La météo clémente de l'été indien a rempli les terrasses des cafés parisiens et peuplé les plages françaises, en cette période de vacances de la Toussaint, qui a vu un bond des réservations de dernière minute, selon les données recueillies par les bureaux de l'AFP. — Raymond Roig AFP

Alors que les vacances battent leur plein — là où il fait beau, Surfrider Foundation Europe publie un rapport qui refroidit les envies d'aller se baigner. Une plage française sur cinq serait «déclassée» et 33 d'entre elles interdites au public… si l'on suit les normes européennes sur la qualité de l'eau de baignade applicables d’ici à 2015.

L'association de protection du littoral a passé 1501 plages au tamis des futures normes européennes adoptées en août 2005 à partir des données des Directions départementales des affaires sanitaires et sociales qui font régulièrement des prélèvements.

Selon les nouveaux standards adoptés à Bruxelles, plus exigeants, les plages classées «bonnes» ne seraient plus que 215, au lieu de 439 actuellement. Et 33 plages devraient être «interdites». L'objectif de Surfrider n'est pas de nous dégoûter d'aller à la plage. «Nous voulions taper du poing sur la table et informer», explique Antoine Yvenat, un des auteurs de l'étude, à 20Minutes.fr. L'association a envoyé le rapport à toutes les communes concernées par un déclassement ou une interdiction. «Le retour a plutôt été positif, selon l'auteur de l'étude. Les maires étaient contents d'avoir des infos.»

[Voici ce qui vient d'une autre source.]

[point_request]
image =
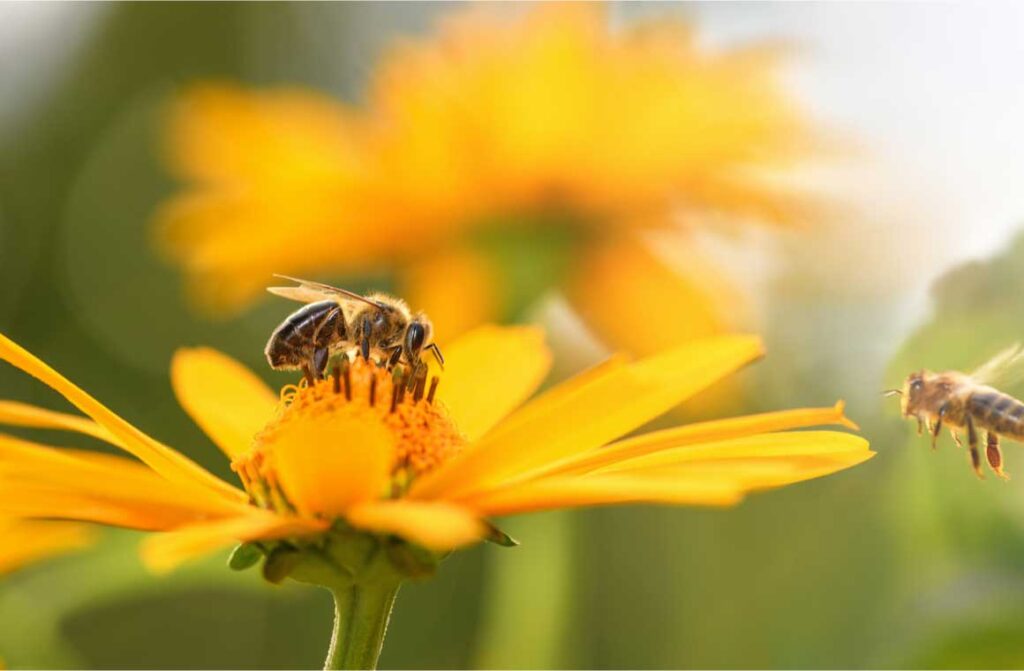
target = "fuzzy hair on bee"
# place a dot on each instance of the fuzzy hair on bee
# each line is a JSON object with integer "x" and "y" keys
{"x": 336, "y": 321}
{"x": 970, "y": 404}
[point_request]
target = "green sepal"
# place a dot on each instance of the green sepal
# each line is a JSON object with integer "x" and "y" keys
{"x": 245, "y": 555}
{"x": 412, "y": 560}
{"x": 280, "y": 563}
{"x": 498, "y": 537}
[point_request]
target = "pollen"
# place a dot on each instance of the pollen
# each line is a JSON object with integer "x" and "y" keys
{"x": 379, "y": 405}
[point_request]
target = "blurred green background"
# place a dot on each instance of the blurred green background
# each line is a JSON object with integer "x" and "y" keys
{"x": 907, "y": 561}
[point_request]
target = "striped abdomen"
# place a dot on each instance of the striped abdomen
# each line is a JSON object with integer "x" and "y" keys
{"x": 316, "y": 326}
{"x": 997, "y": 412}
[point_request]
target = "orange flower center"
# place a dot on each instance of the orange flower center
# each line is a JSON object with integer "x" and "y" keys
{"x": 379, "y": 411}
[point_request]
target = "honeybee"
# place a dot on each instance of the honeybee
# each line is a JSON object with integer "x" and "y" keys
{"x": 968, "y": 403}
{"x": 335, "y": 321}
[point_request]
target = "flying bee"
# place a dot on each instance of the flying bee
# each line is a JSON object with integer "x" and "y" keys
{"x": 969, "y": 403}
{"x": 335, "y": 321}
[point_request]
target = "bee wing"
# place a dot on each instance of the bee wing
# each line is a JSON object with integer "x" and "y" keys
{"x": 1005, "y": 369}
{"x": 311, "y": 292}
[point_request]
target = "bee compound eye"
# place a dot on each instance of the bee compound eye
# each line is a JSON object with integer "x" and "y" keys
{"x": 415, "y": 336}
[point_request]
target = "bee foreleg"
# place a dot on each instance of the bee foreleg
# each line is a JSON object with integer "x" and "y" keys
{"x": 320, "y": 358}
{"x": 994, "y": 455}
{"x": 972, "y": 441}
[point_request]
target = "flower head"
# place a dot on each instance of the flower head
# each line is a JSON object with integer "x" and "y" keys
{"x": 542, "y": 126}
{"x": 429, "y": 463}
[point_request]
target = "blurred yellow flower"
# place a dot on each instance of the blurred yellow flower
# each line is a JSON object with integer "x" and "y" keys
{"x": 429, "y": 464}
{"x": 26, "y": 541}
{"x": 510, "y": 121}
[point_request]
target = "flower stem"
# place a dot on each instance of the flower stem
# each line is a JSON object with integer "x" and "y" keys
{"x": 360, "y": 616}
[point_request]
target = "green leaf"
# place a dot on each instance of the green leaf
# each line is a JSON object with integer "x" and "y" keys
{"x": 246, "y": 555}
{"x": 498, "y": 537}
{"x": 280, "y": 563}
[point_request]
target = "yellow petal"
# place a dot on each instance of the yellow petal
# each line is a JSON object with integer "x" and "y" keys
{"x": 223, "y": 396}
{"x": 25, "y": 541}
{"x": 19, "y": 414}
{"x": 164, "y": 460}
{"x": 637, "y": 303}
{"x": 489, "y": 372}
{"x": 164, "y": 552}
{"x": 328, "y": 464}
{"x": 436, "y": 526}
{"x": 458, "y": 288}
{"x": 749, "y": 473}
{"x": 570, "y": 492}
{"x": 609, "y": 406}
{"x": 786, "y": 444}
{"x": 702, "y": 432}
{"x": 42, "y": 481}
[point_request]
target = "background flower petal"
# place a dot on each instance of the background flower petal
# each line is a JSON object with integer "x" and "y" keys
{"x": 489, "y": 372}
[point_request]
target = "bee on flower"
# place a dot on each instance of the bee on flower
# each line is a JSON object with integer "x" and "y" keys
{"x": 354, "y": 484}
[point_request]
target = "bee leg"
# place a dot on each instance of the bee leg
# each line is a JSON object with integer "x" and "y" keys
{"x": 972, "y": 441}
{"x": 320, "y": 358}
{"x": 994, "y": 455}
{"x": 308, "y": 375}
{"x": 437, "y": 353}
{"x": 937, "y": 427}
{"x": 365, "y": 342}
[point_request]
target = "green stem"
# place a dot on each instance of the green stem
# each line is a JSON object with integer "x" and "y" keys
{"x": 360, "y": 616}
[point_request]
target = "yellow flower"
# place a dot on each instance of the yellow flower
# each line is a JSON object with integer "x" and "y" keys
{"x": 429, "y": 464}
{"x": 26, "y": 541}
{"x": 518, "y": 122}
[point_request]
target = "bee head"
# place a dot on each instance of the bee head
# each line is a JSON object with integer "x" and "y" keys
{"x": 416, "y": 338}
{"x": 912, "y": 393}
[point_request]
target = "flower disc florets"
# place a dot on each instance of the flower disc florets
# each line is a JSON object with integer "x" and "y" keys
{"x": 383, "y": 410}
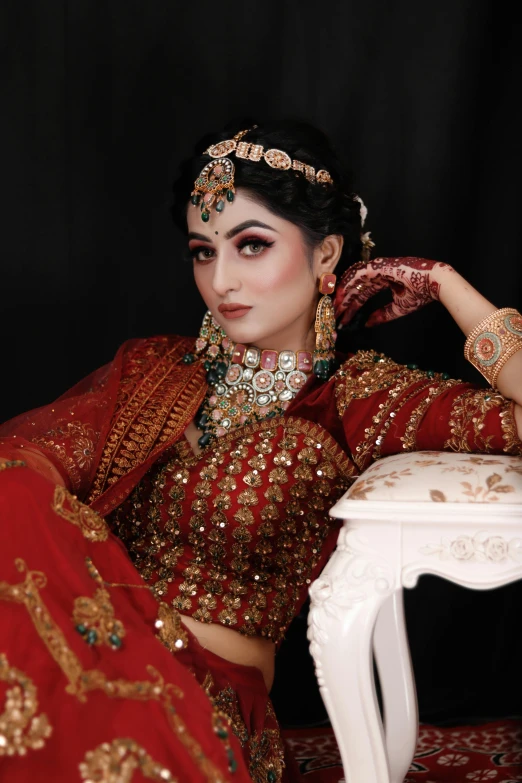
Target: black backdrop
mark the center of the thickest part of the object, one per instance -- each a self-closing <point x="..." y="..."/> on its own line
<point x="99" y="103"/>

Surfrider espère que son rapport va encourager les municipalités à améliorer leur système d'assainissement, gage d'une eau de baignade plus claire... «Souvent, les maires préfèrent construire des salles des fêtes ou des piscines, c'est plus sexy en vue des élections», regrette Antoine Yvenat.

A noter que si les plages mises à l’index sont en bordure d’Atlantique, ce n’est pas parce que elles sont plus sales que les autres. Certaines DDASS du sud de la France n'ont pas voulu jouer le jeu et ont refusé de fournir les résultats de leurs analyses. Alors même que ces données doivent être, selon la loi, accessibles au public. «Si nous avions obtenu les informations concernant les plages du Var et des Alpes-Maritimes, les résultats auraient été différents», considère Antoine Yvenat, un des auteurs de l'étude.

Autre raison : la pluie. «Il pleut plus sur le Nord de la France. Or, quand il pleut, les canalisations des eaux usées débordent et ces dernières s'écoulent souvent directement dans l'océan», déplore Antoine Yvenat.